Don's Party

Australia | 1976 | Directed by Bruce Beresford

Logline: On the night of the 1969 Australian election, Don holds a party in his Sydney home, where his crass middleclass friends discuss sex and politics, get drunk, and try to seduce each other’s wives.

Arguably playwright David Williamson’s finest hour-and-a-half, Don’s Party is a superbly sustained comedic treatise on suburban wankery, macho hoohah, feminine guile, sociopolitical diatribes, and other shambolic party shenanigans. It worked brilliantly (and still does) as a play, and Bruce Beresford turned it into a classic of Aussie 70s cinema, complete with more bush and tackle than you shake a cold Coors tinnie at.

The feature was honoured six times at the 1977 AFI Awards with Best Director, Best Original Screenplay, Best Editing, Best Sound, Best Actress (Pat Bishop), and Best Supporting Actress (Veronica Lang). Williamson’s screenplay adaptation loses none of its finely-honed satire, and Beresford’s casting is top notch, the cream of Australian drama and comedy together under one roof and having a ball.

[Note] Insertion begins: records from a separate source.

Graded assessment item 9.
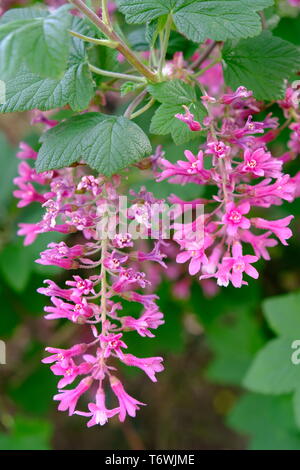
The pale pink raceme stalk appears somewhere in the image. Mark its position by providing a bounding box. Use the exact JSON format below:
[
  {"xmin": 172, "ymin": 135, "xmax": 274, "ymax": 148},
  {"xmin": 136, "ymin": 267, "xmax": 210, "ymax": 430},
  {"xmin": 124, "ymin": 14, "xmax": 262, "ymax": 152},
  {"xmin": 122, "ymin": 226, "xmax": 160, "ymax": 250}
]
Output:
[{"xmin": 14, "ymin": 131, "xmax": 166, "ymax": 427}]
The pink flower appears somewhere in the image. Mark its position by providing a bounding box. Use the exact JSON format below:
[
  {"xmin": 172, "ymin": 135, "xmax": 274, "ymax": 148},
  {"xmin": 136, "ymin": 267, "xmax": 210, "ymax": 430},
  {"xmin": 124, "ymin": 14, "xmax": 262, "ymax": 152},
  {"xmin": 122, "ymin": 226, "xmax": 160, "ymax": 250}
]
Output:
[
  {"xmin": 241, "ymin": 230, "xmax": 278, "ymax": 260},
  {"xmin": 220, "ymin": 86, "xmax": 253, "ymax": 104},
  {"xmin": 222, "ymin": 242, "xmax": 259, "ymax": 287},
  {"xmin": 44, "ymin": 297, "xmax": 96, "ymax": 324},
  {"xmin": 157, "ymin": 150, "xmax": 210, "ymax": 182},
  {"xmin": 50, "ymin": 359, "xmax": 92, "ymax": 388},
  {"xmin": 110, "ymin": 376, "xmax": 145, "ymax": 422},
  {"xmin": 17, "ymin": 142, "xmax": 38, "ymax": 160},
  {"xmin": 75, "ymin": 388, "xmax": 120, "ymax": 428},
  {"xmin": 77, "ymin": 175, "xmax": 102, "ymax": 196},
  {"xmin": 18, "ymin": 224, "xmax": 41, "ymax": 246},
  {"xmin": 100, "ymin": 333, "xmax": 127, "ymax": 360},
  {"xmin": 175, "ymin": 105, "xmax": 202, "ymax": 131},
  {"xmin": 42, "ymin": 343, "xmax": 87, "ymax": 364},
  {"xmin": 240, "ymin": 148, "xmax": 283, "ymax": 178},
  {"xmin": 206, "ymin": 140, "xmax": 230, "ymax": 159},
  {"xmin": 122, "ymin": 354, "xmax": 164, "ymax": 382},
  {"xmin": 222, "ymin": 201, "xmax": 251, "ymax": 237},
  {"xmin": 176, "ymin": 247, "xmax": 208, "ymax": 276},
  {"xmin": 53, "ymin": 377, "xmax": 93, "ymax": 416},
  {"xmin": 253, "ymin": 215, "xmax": 294, "ymax": 245}
]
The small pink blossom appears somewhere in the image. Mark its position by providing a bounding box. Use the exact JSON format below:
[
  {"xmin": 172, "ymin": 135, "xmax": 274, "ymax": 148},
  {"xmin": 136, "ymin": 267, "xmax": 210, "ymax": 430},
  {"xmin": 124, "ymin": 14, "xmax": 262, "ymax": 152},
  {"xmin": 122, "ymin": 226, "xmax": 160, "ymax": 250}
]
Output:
[
  {"xmin": 110, "ymin": 376, "xmax": 145, "ymax": 422},
  {"xmin": 122, "ymin": 354, "xmax": 164, "ymax": 382},
  {"xmin": 222, "ymin": 201, "xmax": 251, "ymax": 237}
]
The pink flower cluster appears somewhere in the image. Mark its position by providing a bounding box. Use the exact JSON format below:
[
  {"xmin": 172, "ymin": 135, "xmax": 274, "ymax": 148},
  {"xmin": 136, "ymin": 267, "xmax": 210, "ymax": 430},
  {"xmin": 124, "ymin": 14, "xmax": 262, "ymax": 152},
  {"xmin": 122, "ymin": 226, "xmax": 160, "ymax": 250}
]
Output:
[
  {"xmin": 155, "ymin": 86, "xmax": 300, "ymax": 287},
  {"xmin": 14, "ymin": 133, "xmax": 165, "ymax": 426},
  {"xmin": 288, "ymin": 0, "xmax": 300, "ymax": 7}
]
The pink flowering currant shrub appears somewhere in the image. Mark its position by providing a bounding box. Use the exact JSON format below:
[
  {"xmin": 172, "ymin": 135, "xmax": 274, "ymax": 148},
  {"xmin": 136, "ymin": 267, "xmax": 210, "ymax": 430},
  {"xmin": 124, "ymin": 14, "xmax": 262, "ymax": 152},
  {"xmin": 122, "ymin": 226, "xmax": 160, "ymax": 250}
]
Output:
[{"xmin": 0, "ymin": 0, "xmax": 300, "ymax": 426}]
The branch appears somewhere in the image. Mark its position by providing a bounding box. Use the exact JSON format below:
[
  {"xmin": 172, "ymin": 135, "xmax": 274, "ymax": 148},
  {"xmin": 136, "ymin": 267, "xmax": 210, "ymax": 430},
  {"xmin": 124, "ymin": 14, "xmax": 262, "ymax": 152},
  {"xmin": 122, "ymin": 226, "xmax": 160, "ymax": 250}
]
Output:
[{"xmin": 69, "ymin": 0, "xmax": 158, "ymax": 82}]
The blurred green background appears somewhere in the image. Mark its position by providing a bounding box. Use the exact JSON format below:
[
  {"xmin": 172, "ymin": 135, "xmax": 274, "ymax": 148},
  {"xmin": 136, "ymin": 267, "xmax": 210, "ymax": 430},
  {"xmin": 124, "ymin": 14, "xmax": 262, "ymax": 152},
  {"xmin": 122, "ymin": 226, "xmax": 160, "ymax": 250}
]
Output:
[{"xmin": 0, "ymin": 0, "xmax": 300, "ymax": 450}]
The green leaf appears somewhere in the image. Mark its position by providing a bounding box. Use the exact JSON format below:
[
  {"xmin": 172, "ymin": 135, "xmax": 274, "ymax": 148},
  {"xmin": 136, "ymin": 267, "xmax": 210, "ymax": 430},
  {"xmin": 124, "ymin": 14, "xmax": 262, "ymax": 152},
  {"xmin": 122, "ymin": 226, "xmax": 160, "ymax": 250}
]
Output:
[
  {"xmin": 0, "ymin": 13, "xmax": 94, "ymax": 113},
  {"xmin": 0, "ymin": 241, "xmax": 32, "ymax": 292},
  {"xmin": 148, "ymin": 79, "xmax": 196, "ymax": 105},
  {"xmin": 148, "ymin": 79, "xmax": 206, "ymax": 145},
  {"xmin": 227, "ymin": 393, "xmax": 300, "ymax": 450},
  {"xmin": 222, "ymin": 31, "xmax": 300, "ymax": 101},
  {"xmin": 0, "ymin": 6, "xmax": 72, "ymax": 79},
  {"xmin": 293, "ymin": 386, "xmax": 300, "ymax": 428},
  {"xmin": 263, "ymin": 292, "xmax": 300, "ymax": 338},
  {"xmin": 0, "ymin": 63, "xmax": 94, "ymax": 113},
  {"xmin": 120, "ymin": 0, "xmax": 273, "ymax": 42},
  {"xmin": 206, "ymin": 309, "xmax": 263, "ymax": 385},
  {"xmin": 244, "ymin": 338, "xmax": 300, "ymax": 395},
  {"xmin": 37, "ymin": 113, "xmax": 151, "ymax": 176},
  {"xmin": 0, "ymin": 7, "xmax": 49, "ymax": 26},
  {"xmin": 119, "ymin": 0, "xmax": 173, "ymax": 23},
  {"xmin": 120, "ymin": 82, "xmax": 141, "ymax": 96}
]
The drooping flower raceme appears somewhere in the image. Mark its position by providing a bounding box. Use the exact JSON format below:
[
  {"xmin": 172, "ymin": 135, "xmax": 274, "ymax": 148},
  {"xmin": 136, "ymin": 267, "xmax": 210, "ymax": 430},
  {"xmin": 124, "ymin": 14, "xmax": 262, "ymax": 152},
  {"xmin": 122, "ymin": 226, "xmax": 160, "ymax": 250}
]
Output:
[
  {"xmin": 155, "ymin": 83, "xmax": 300, "ymax": 287},
  {"xmin": 15, "ymin": 144, "xmax": 165, "ymax": 426}
]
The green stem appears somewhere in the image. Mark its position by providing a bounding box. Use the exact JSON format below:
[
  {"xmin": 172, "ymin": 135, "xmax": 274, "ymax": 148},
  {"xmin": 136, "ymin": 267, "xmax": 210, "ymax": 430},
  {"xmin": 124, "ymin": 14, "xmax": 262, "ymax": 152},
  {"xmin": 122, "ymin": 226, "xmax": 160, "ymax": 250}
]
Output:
[
  {"xmin": 158, "ymin": 15, "xmax": 173, "ymax": 77},
  {"xmin": 69, "ymin": 30, "xmax": 118, "ymax": 49},
  {"xmin": 191, "ymin": 57, "xmax": 222, "ymax": 78},
  {"xmin": 89, "ymin": 64, "xmax": 146, "ymax": 83},
  {"xmin": 124, "ymin": 90, "xmax": 148, "ymax": 118},
  {"xmin": 69, "ymin": 0, "xmax": 158, "ymax": 83},
  {"xmin": 101, "ymin": 0, "xmax": 112, "ymax": 29},
  {"xmin": 100, "ymin": 234, "xmax": 107, "ymax": 334},
  {"xmin": 130, "ymin": 98, "xmax": 155, "ymax": 119}
]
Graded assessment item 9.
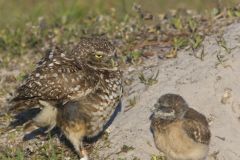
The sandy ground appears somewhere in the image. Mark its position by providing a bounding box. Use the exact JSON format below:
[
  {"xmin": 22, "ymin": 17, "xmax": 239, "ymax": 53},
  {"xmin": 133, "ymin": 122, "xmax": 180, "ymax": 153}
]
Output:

The male players; John Hargreaves as opportunist school teacher Don, Graham Kennedy as amateur pornographer Mack, Ray Barrett as sleazy embittered Mal, Greame Blundell as mild-mannered, safari-suited Simon, Harold Hopkins as cowboy Cooley, and Kit Taylor as grumpy lawyer Evan. The female players; Claire Binney as hot-to-trot Susan, Candy Raymond as adulteress Kerry, Pat Bishop as long suffering Jenny, Veronica Lang as impressionable Jody, and Jeanie Dryan as Don’s wife Kath, at the end of her tether.

Don’s and his democrat mates are confident of a win, and the election news early in the night suggests they’re celebrations won’t be in vain. But booze and boorish behaviour go hand-in-glove for these grotesque characters, and it’s not long before the layers start to peel back and reveal the beasts beneath the polyester shirts and flared slacks.

The dialogue spits and crackles like a dozen bangers on the barbie, and with the fine performances, baring more than just bad behaviour, the scene is raucous affair of competitive bullshitting and ill-conceived social commentary. The wives are the occasional bystanders, but eventually get their hands dirty. The wild card, nineteen-year-old free-sexpot Susan, is the springboard for temptation and corruption, but sultry Kerry knows a thing or two in the bedfellow stakes.

The background is very much Australian, but the true colours exposed are universal. There is a soft underbelly waiting to be slit open, the entrails of hypocrisy and fear of failure ripe for plucking and roasting, which Williamson and Beresford achieve with casual perfection. The narrative arc is terrific in exploiting the kind of chaos and disorder that swings at a party full of adults keen to shed their inhibitions, yet pathetically tied to their shortcomings.

Don’s Party is essential viewing for all well-read young Australians, and yet, dare I suggest it, but an intelligently cast remake set in this equally volatile, over-sexed modern age of too much information, too little political savvy, and ethical over-spill, could well be in order. But before that happens, indulge in a little lusty, hilarious distraction with the crackin' original.